Nana

“She alone was left standing, amid the accumulated riches of her mansion, while a host of men lay stricken at her feet. Like those monsters of ancient times whose fearful domains were covered with skeletons, she rested her feet on human skulls and was surrounded by catastrophes…The fly that had come from the dungheap of the slums, carrying the ferment of social decay, had poisoned all these men simply by alighting on them. It was fitting and just. She had avenged the beggars and outcasts of her world. And while, as it were, her sex rose in a halo of glory and blazed down on her prostrate victims like a rising sun shining down on a field of carnage, she remained as unconscious of her actions as a splendid animal, ignorant of the havoc she had wreaked, and as good-natured as ever.”

― Emile Zola , Nana

Nana, 1877 (oil on canvas) by Manet, Edouard (1832-83)

Let’s see how long it has been…. It was September, 2018 when I started reading the twenty novel Rogon-Macquart cycle by Emile Zola. Last night, I finished Nana, the seventeenth in the recommended reading order (though it was only the ninth published).

Here’s what I’ve read so far:

Now there are only three to go. I’ll finish before September, so it will have been a four-year reading project – which seems nuts – but I have read a lot of other books too. I just keep coming back.

Nana is one of the best known of the series, and is one that I read first, years ago. No problem in repeating it, though, I remembered very little and the translation I read this time was superior and not as bowdlerized.

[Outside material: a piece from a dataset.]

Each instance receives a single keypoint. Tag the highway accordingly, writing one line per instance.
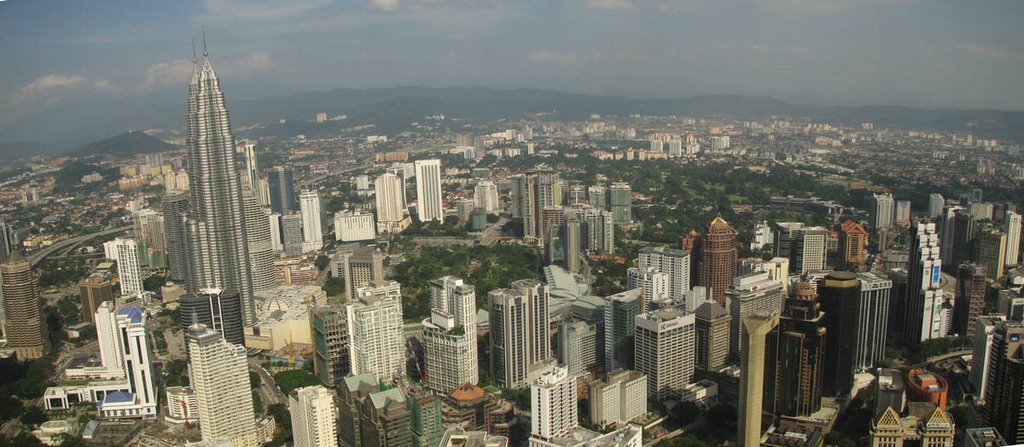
(39, 256)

We first saw Nana in the amazing L’Assommoir – she was the laundress Gervaise’s beautiful, precocious, and trouble making daughter – who at the end of that novel was living on the streets and introduced to the life of a prostitute. Here she has continued down that path until she was the untalented but frighteningly sexy star of the theater – appearing practically naked in a production called La blonde Vénus, and creating a scandalous shockwave through Parisian society – one that nobody really recovers from.

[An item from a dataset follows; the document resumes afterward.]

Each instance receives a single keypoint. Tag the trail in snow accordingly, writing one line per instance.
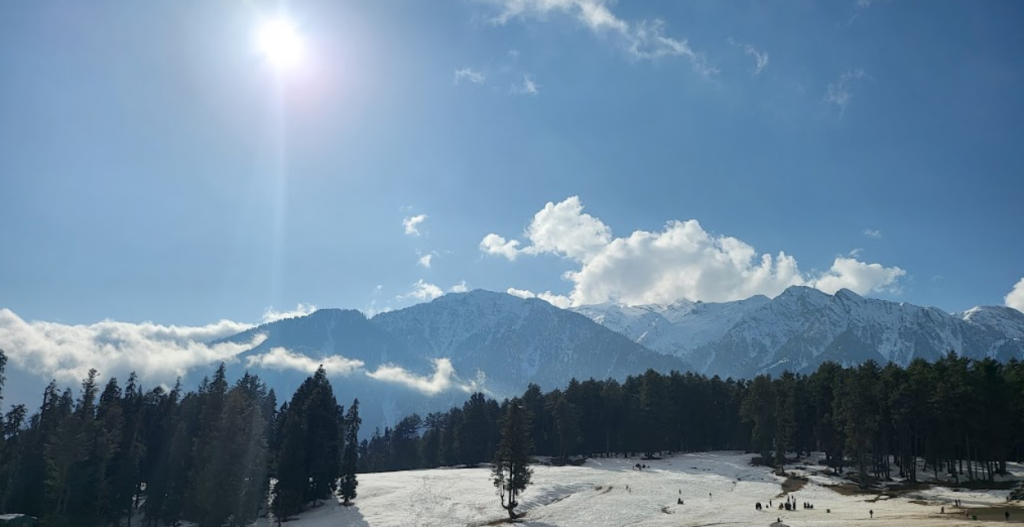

Nana is a force of nature, a being of pure sexuality and no common sense that destroys everything and everyone that comes into contact with her.

With this subject matter it was going to be a racy book – but I was surprised at its frank sexuality. For example, I didn’t remember the plot thread of lesbianism that ran through the story from the first time I read it, years ago. This theme might have been edited out – or I might have simply missed it – probably a bit of both. There are a few scenes of raw sexuality – such as the passage where Nana spends time admiring her nude image in a full-length mirror while her lover waits in bed. Really heady stuff.

The book starts out slow – there are the numerous crowd scenes that Zola is known for – effectively written but a bit of a slog – so many French names – until you get to know the characters. An online character list was a big help. After a few chapters the pace picks up until, near the end, Nana is destroying another man in almost every other paragraph.

So, all in all, a rewarding read. I can see why it is near the top of the Zola canon – a little too flamboyant to be with the classics like L’Assommoir or Germinal – but still…

Now I’m excited… on to La Terre. Seventeen down – only three to go.